Latency Measurement in Distributed Systems

Measuring latency is crucial for understanding the performance of a system, identifying bottlenecks, and ensuring a good user experience. Latency refers to the time taken for a request to travel from the client to the server and back.

1. Sending HTTP Requests and Measuring Response Times

To measure response times, we can send multiple HTTP requests to a mock server and record the latency for each request. Here’s a Python script using the requests and matplotlib libraries:

Python Script for Measuring Latency

import requests
import time
import matplotlib.pyplot as plt

# Mock server endpoint
URL = "https://httpbin.org/delay/1"  # A mock endpoint with a 1-second delay

# Function to measure latency
def measure_latency(url, num_requests=100):
    latencies = []
    for i in range(num_requests):
        start_time = time.time()
        try:
            response = requests.get(url, timeout=5)  # Send request
            response.raise_for_status()
        except requests.exceptions.RequestException as e:
            print(f"Request {i + 1} failed: {e}")
            latencies.append(None)  # Mark failed request
        else:
            end_time = time.time()
            latencies.append(end_time - start_time)
    return latencies

# Measure latencies
latency_results = measure_latency(URL, num_requests=100)

# Filter out failed requests (None values)
valid_latencies = [lat for lat in latency_results if lat is not None]

# Output basic metrics
print(f"Number of requests: {len(latency_results)}")
print(f"Successful requests: {len(valid_latencies)}")
print(f"Average latency: {sum(valid_latencies) / len(valid_latencies):.3f} seconds")
print(f"P99 latency: {sorted(valid_latencies)[int(len(valid_latencies) * 0.99) - 1]:.3f} seconds")

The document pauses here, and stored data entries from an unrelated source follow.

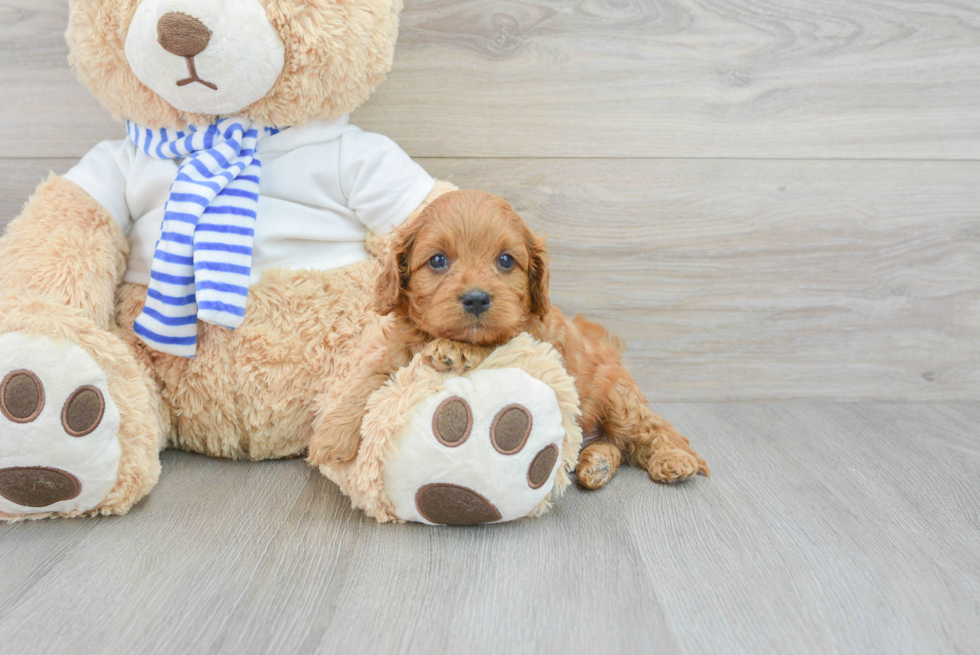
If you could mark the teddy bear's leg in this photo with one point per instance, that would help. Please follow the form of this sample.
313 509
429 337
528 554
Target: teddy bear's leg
79 416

# Save raw latencies to a file (optional)
with open("latency_data.txt", "w") as f:
    for lat in valid_latencies:
        f.write(f"{lat}\n")

2. Visualizing Latency Distribution

Once we have the latency data, we can visualize the distribution using a histogram or percentiles to understand the system’s performance under varying conditions.

Plotting the Latency Distribution

# Plot histogram of latencies
plt.figure(figsize=(10, 6))
plt.hist(valid_latencies, bins=20, color='blue', alpha=0.7, edgecolor='black')
plt.title("Latency Distribution")
plt.xlabel("Latency (seconds)")
plt.ylabel("Frequency")
plt.grid(axis="y", linestyle="--", alpha=0.7)
plt.show()

Percentiles for Performance Metrics

Percentiles (e.g., P50, P90, P99) are critical for understanding performance under different loads:

P50: Median latency (50% of requests are faster than this value).
P90: Indicates high-load performance (90% of requests are faster).
P99: Shows the latency for nearly all requests (99% are faster).

Example Code for Percentiles:

def calculate_percentiles(latencies, percentiles=[50, 90, 99]):
    sorted_latencies = sorted(latencies)
    results = {}
    for p in percentiles:
        index = int(len(sorted_latencies) * (p / 100)) - 1
        results[f"P{p}"] = sorted_latencies[index]
    return results

percentile_results = calculate_percentiles(valid_latencies)
print("Latency Percentiles:", percentile_results)

3. Observations and Insights

Average Latency: Gives a general idea of the system’s performance under normal conditions.
P99 Latency: Crucial for understanding the worst-case scenarios.
Histogram: Helps identify anomalies or irregular patterns (e.g., a spike in high latencies).

Sample Output and Visualization

After running the script:

Average latency: 1.05 seconds
P99 latency: 1.21 seconds

Histogram Visualization: The histogram shows most requests complete within 1-1.2 seconds, with occasional outliers.

Use Cases of Latency Measurement

Performance Testing: Identify bottlenecks before deployment.
Capacity Planning: Prepare for expected traffic patterns.
SLAs and SLOs: Ensure compliance with latency-based agreements.

This process allows teams to proactively identify performance issues and optimize system reliability.